A mutual friend got Munger in with Miller and his advisors, even though the former city councillor was thought to be a long shot at the time. ‘I knew it was going to be an exciting election, but [following Miller] was a bit of a roll of the dice,’ says Munger. ‘My luck paralleled his luck.’

Munger directed on a budget somewhere under $100,000 and is editing with Tim Kirkwood. He will deliver to the Ceeb in April, ahead of an expected May airing.
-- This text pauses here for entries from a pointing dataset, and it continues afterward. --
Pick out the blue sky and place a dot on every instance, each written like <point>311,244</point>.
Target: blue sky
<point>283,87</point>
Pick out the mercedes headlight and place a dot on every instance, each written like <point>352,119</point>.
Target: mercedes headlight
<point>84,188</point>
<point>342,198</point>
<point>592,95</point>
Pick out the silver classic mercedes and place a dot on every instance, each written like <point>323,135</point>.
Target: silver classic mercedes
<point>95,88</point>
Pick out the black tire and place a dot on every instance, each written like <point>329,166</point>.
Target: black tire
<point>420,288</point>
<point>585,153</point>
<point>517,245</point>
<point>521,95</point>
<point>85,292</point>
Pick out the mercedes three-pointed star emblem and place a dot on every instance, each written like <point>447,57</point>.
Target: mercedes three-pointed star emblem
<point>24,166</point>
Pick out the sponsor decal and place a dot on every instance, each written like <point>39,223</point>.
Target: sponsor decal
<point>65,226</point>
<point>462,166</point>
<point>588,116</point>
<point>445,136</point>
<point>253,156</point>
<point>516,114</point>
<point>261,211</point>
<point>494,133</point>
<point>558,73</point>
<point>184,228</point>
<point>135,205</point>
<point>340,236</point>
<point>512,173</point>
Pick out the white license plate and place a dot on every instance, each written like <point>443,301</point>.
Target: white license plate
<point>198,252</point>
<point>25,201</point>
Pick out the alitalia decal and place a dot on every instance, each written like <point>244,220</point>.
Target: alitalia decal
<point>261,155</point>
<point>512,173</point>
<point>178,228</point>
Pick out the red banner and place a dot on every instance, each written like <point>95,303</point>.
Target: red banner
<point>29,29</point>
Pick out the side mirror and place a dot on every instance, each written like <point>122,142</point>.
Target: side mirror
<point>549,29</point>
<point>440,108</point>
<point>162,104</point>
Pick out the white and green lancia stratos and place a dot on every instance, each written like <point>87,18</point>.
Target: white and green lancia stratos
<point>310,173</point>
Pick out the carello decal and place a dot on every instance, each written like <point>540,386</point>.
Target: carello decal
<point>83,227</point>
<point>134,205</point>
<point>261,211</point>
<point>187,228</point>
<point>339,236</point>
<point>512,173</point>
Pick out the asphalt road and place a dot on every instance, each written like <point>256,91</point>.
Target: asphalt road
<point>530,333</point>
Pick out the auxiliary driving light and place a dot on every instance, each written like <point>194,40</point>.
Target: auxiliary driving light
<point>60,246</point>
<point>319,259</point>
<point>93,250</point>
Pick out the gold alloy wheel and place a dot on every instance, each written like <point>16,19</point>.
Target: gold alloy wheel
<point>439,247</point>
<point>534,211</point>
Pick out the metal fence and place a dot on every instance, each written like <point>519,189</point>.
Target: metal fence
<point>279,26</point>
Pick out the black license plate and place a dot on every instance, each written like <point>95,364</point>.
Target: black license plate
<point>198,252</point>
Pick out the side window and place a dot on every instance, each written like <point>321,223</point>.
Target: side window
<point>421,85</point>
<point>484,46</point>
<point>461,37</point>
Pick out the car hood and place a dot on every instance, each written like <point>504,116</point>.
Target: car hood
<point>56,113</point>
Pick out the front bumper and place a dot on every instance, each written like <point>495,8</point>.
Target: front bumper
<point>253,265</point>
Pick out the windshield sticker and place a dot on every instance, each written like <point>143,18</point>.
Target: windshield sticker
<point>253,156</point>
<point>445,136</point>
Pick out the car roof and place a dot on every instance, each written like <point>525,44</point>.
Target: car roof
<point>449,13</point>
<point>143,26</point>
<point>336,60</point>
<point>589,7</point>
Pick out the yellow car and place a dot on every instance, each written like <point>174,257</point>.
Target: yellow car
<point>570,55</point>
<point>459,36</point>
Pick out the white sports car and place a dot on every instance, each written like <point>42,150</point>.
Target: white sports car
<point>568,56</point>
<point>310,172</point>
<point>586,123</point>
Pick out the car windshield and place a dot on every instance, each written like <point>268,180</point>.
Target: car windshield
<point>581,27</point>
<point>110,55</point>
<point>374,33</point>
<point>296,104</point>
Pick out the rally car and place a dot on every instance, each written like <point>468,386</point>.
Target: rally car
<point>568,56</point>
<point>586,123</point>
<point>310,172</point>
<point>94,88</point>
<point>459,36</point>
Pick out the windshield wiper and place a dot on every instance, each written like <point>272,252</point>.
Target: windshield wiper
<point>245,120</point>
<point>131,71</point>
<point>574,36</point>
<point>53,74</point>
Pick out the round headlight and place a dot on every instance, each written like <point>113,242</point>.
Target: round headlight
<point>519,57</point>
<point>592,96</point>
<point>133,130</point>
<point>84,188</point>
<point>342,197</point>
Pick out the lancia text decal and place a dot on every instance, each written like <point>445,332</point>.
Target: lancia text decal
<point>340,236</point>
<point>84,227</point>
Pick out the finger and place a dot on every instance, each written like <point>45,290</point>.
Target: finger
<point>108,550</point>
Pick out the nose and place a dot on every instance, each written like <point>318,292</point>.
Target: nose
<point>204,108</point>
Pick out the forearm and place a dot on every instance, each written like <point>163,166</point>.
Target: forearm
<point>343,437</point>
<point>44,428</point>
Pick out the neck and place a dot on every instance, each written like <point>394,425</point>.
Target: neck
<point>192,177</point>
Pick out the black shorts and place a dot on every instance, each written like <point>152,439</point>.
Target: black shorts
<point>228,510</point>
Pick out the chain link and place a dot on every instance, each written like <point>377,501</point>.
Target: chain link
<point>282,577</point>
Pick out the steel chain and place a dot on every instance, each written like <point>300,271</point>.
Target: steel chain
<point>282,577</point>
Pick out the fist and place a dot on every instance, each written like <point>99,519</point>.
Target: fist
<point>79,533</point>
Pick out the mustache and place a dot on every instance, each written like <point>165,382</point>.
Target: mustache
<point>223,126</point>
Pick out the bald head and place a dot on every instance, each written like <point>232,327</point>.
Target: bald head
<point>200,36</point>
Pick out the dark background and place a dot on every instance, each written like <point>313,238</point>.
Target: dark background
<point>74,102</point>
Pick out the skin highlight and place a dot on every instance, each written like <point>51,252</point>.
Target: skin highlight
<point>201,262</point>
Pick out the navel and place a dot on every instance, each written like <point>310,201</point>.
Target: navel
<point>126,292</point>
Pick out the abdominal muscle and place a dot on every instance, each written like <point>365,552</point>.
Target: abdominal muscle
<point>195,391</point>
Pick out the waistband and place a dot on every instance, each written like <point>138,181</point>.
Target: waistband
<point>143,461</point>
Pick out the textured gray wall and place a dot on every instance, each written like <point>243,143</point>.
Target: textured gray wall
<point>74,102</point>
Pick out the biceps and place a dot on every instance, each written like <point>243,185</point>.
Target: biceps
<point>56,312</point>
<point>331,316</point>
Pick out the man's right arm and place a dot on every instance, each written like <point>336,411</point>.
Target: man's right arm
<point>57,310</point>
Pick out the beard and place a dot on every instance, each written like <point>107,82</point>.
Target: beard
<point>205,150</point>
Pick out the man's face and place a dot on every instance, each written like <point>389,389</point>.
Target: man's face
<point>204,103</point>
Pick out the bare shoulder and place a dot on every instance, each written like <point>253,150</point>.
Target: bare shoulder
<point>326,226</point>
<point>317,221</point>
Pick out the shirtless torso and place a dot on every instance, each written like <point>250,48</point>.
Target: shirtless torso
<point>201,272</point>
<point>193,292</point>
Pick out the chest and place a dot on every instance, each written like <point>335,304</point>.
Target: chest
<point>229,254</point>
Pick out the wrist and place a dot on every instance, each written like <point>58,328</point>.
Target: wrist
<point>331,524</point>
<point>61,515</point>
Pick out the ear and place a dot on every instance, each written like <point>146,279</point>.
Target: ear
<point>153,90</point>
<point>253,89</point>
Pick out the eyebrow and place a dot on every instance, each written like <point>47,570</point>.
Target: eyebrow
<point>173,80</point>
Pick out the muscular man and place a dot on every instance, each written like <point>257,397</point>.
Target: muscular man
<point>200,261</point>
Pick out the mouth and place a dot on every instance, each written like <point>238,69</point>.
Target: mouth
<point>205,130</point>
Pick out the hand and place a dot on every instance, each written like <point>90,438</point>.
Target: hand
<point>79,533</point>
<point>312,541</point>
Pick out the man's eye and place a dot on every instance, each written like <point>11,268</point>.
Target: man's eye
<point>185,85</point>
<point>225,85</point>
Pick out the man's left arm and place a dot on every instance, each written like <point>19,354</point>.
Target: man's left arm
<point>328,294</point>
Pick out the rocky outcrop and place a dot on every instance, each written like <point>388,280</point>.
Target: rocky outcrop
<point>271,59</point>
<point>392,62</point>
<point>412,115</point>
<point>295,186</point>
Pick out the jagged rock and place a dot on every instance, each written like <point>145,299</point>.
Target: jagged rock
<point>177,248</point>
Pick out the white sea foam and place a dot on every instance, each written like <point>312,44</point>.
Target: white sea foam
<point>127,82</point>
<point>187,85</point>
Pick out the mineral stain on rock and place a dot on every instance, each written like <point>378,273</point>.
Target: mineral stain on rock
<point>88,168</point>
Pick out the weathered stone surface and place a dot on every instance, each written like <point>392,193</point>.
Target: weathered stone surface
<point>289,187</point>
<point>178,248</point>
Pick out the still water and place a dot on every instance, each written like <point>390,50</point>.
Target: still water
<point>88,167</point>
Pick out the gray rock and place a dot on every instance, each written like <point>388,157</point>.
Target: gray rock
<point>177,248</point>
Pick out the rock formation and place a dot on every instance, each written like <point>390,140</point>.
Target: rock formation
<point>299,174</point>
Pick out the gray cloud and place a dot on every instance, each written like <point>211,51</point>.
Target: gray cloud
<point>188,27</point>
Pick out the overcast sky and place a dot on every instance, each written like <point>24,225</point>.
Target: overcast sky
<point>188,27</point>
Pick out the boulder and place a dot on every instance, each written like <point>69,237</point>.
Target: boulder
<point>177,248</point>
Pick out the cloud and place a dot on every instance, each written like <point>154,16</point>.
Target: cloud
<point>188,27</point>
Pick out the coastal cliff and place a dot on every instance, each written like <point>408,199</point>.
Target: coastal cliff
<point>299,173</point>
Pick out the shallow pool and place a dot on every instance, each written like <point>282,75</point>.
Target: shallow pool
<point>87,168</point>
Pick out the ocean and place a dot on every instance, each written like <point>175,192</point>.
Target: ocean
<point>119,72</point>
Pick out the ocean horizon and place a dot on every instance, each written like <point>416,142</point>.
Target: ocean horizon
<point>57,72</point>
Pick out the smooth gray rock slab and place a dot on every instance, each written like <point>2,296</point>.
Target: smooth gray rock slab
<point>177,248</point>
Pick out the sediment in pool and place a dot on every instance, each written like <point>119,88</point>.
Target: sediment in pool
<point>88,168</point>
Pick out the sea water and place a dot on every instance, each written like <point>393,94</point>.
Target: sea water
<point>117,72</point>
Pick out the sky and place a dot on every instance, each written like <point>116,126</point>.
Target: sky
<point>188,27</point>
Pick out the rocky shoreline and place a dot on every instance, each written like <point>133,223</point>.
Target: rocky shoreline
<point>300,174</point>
Newsworld rejected the project at first, but flip-flopped when Miller surged ahead in the polls, says Munger. A copro deal is also closing with the National Film Board, which will attach Gerry Flahive as exec producer.

They see dead people

Catch a ghost, gremlin, wendigo, sasquatch or even good ol’ Ogopogo on camera and you could get $50,000 from the producers of Creepy Canada, who have posted a reward for audiovisual ‘proof’ of paranormal activity. The CTV Travel series, turned out by Toronto’s EYEbeam Media, is looking to build a 4 x 60 series of TV specials around the submissions, set to air sometime around Halloween. The winning footage will be used for a one-hour special, followed by three hours to be shared by 12 runners-up.

Applicants must supply footage, eyewitnesses and submit to both

lie detector tests and ‘rigorous’ on-site examination by a jury of technical experts, says EYEbeam partner Bill Burke. If it can’t be explained, it wins.

Burke insists that the Creepy team wants to award the money, and that there are no hidden rules or tricks. A Toronto Star reporter, a doctor of microbiology and a video forensics expert are among the jurors. See ‘Proof’ at www.creepycanada.com for details. Creepy Canada also airs on CTV, OLN and Discovery Channel.

Killer material

Telefilm Canada is backing the development of Cop Killers, the latest feature from Leda Serene Films and Frances-Anne Solomon (Lord Have Mercy!). Valerie Buhagiar (Three and a Half) and Gail Maurice are set to star as Rose Cece and Mary Taylor, two homeless women who made headlines when they killed a Toronto police officer in 1998.

The three are writing a fictional story about the events leading up to the murder. Leoni Forbes also writes and stars as a social worker.

Solomon is shopping for a distributor. She will direct and hopes to shoot in downtown Toronto this summer. ‘I really want to ground it in the street,’ says Solomon, pointing to one or two slummy neighborhoods. Jeff Sterne will produce with Solomon, James Griffith (Expecting) is DOP.